Pharmacological fMRI studies with AEDs are difficult to perform, because usually patients are already under medication. Therefore, participants are not recruited prior to the administration of the AED, making it more complex to control for effects such as genetic polymorphisms, family history of psychiatric or neurological illness, and concomitant use of other AED, especially because it is common that epilepsy patients are under polytherapy. Since AEDs are part of the epilepsy treatment, the studies normally use cross-sectional designs. To investigate the effect of AEDs all variability introduced by the subjects themselves must be reduced. Hence, one of the challenges in fMRI studies with AEDs is to find a reasonable number of patients with similar characteristics (e.g., gender, age, seizure type) that are under the same medication. Another difficulty is the control condition, because epilepsy itself may affect the fMRI results rather than only the AEDs. Generally in pharmacological studies a placebo is administered, but it may not be possible in epilepsy because AEDs are controlling the seizures. Comparing different doses of the same medication could be one alternative, or at least this could be entered as a nuisance variable when the patient medication profile does not match perfectly. Nevertheless, it may not be sufficient to control for the dose because there is variability between subjects in absorption of some AEDs (15). Possible additional confounding variables include the medication effects (e.g., heart rate) and patient characteristics (e.g., age of epilepsy onset). If the study is not well designed, there may not be enough statistical power to identify cognitive networks affected by the AEDs. Despite all these limitations, well-designed ph-MRI may provide an opportunity to investigate changes in brain functional networks associated with drug administration, as well as the interaction between drug, behavioral changes and brain activity. Furthermore, it allows the detection and characterization of changes of brain function during specific tasks modulated/induced by drugs (1).
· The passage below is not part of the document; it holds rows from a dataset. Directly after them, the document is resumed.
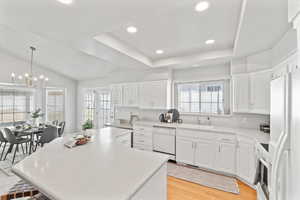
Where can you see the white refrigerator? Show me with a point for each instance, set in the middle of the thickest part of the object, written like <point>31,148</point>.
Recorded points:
<point>285,137</point>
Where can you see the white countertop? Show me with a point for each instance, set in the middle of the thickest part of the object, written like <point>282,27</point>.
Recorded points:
<point>101,169</point>
<point>254,134</point>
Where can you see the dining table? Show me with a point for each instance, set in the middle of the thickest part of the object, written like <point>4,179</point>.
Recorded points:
<point>29,132</point>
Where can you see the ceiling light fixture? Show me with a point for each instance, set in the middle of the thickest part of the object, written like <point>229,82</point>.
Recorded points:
<point>67,2</point>
<point>131,29</point>
<point>159,51</point>
<point>209,41</point>
<point>202,6</point>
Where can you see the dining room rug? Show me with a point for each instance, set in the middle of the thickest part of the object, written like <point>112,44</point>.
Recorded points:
<point>204,178</point>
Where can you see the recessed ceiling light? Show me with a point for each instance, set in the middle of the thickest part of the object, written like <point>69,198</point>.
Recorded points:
<point>159,51</point>
<point>202,6</point>
<point>65,1</point>
<point>210,42</point>
<point>131,29</point>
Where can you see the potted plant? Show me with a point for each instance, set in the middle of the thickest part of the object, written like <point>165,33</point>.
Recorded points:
<point>87,125</point>
<point>35,115</point>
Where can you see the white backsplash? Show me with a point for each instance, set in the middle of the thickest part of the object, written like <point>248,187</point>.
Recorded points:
<point>251,121</point>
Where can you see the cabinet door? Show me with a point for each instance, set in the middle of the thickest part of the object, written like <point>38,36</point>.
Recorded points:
<point>116,94</point>
<point>246,161</point>
<point>185,151</point>
<point>130,94</point>
<point>241,93</point>
<point>260,89</point>
<point>225,161</point>
<point>205,154</point>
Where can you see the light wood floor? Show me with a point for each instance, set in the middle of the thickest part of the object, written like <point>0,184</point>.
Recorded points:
<point>183,190</point>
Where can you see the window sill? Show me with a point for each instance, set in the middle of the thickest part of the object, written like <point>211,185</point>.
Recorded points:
<point>205,115</point>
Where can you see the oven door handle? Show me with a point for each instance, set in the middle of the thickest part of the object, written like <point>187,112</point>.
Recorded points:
<point>275,167</point>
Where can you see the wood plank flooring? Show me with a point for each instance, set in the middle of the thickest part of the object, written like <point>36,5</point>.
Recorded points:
<point>183,190</point>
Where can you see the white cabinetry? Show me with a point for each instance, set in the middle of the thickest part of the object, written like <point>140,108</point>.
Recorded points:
<point>215,151</point>
<point>153,95</point>
<point>225,161</point>
<point>251,92</point>
<point>293,9</point>
<point>142,137</point>
<point>130,94</point>
<point>185,150</point>
<point>246,160</point>
<point>205,154</point>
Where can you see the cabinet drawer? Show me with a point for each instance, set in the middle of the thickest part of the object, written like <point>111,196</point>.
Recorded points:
<point>140,128</point>
<point>142,140</point>
<point>162,130</point>
<point>142,134</point>
<point>142,147</point>
<point>227,138</point>
<point>196,134</point>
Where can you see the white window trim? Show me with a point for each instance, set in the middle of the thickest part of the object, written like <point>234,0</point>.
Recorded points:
<point>175,95</point>
<point>46,100</point>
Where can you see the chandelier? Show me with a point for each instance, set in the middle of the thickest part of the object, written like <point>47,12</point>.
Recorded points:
<point>28,78</point>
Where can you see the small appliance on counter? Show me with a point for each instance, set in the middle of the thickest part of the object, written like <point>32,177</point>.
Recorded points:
<point>172,116</point>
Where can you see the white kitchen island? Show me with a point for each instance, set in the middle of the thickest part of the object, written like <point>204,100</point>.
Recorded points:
<point>103,169</point>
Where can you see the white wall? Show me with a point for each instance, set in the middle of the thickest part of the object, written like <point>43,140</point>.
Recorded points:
<point>213,72</point>
<point>10,63</point>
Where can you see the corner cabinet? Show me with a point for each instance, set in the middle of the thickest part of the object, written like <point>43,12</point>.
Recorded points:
<point>251,92</point>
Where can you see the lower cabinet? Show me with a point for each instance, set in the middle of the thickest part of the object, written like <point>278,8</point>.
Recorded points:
<point>209,154</point>
<point>246,160</point>
<point>206,152</point>
<point>185,151</point>
<point>226,159</point>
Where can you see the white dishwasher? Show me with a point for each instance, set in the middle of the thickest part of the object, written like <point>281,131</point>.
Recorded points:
<point>164,139</point>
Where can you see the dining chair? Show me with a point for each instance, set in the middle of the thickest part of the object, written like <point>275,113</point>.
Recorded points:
<point>14,141</point>
<point>61,128</point>
<point>3,141</point>
<point>49,134</point>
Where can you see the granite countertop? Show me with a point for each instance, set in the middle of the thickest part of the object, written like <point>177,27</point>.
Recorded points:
<point>97,170</point>
<point>254,134</point>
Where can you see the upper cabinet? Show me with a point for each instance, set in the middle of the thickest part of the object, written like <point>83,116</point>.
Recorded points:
<point>147,95</point>
<point>251,93</point>
<point>294,9</point>
<point>153,95</point>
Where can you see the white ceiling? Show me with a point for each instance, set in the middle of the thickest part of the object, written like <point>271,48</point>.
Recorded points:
<point>65,35</point>
<point>264,23</point>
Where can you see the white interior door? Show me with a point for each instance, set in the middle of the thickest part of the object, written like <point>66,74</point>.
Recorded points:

The same mechanisms responsible for the seizure control by the AEDs may be also involved in the cognitive problems, in that the AEDs reduce neuronal activation. By decreasing the likelihood of excessive firing, the frequency of seizures is reduced. However, other mechanisms may be involved, since even AEDs that boost the GABAergic system cause only small cognitive impairment, such as gabapentin and tiagabine (16).

Here we review the studies that investigated the effects of AEDs on cognitive fMRI.


AEDs and cognitive fMRI studies

Topiramate (TPM)

TPM is a broad-spectrum AED indicated for the treatment of epilepsy, as well as other neurological and psychiatric diseases, including migraine headaches. Neurocognitive dysfunction has been associated to TPM, affecting individuals with epilepsy or migraine as well as healthy controls (17-19). It is important to note that cognitive impairment is an important factor for discontinuation of TPM (20,21) and can be identified by neuropsychological tests even in those individuals who do not report cognitive decline (21,22). Divergent results have been described regarding the impact of rapid titration (23-25) and dose effect on cognition (18,26), as some studies observed adverse effects even at low doses (19,27) whilst others confirmed the persistence of dysfunction on steady-state period (17,18,28).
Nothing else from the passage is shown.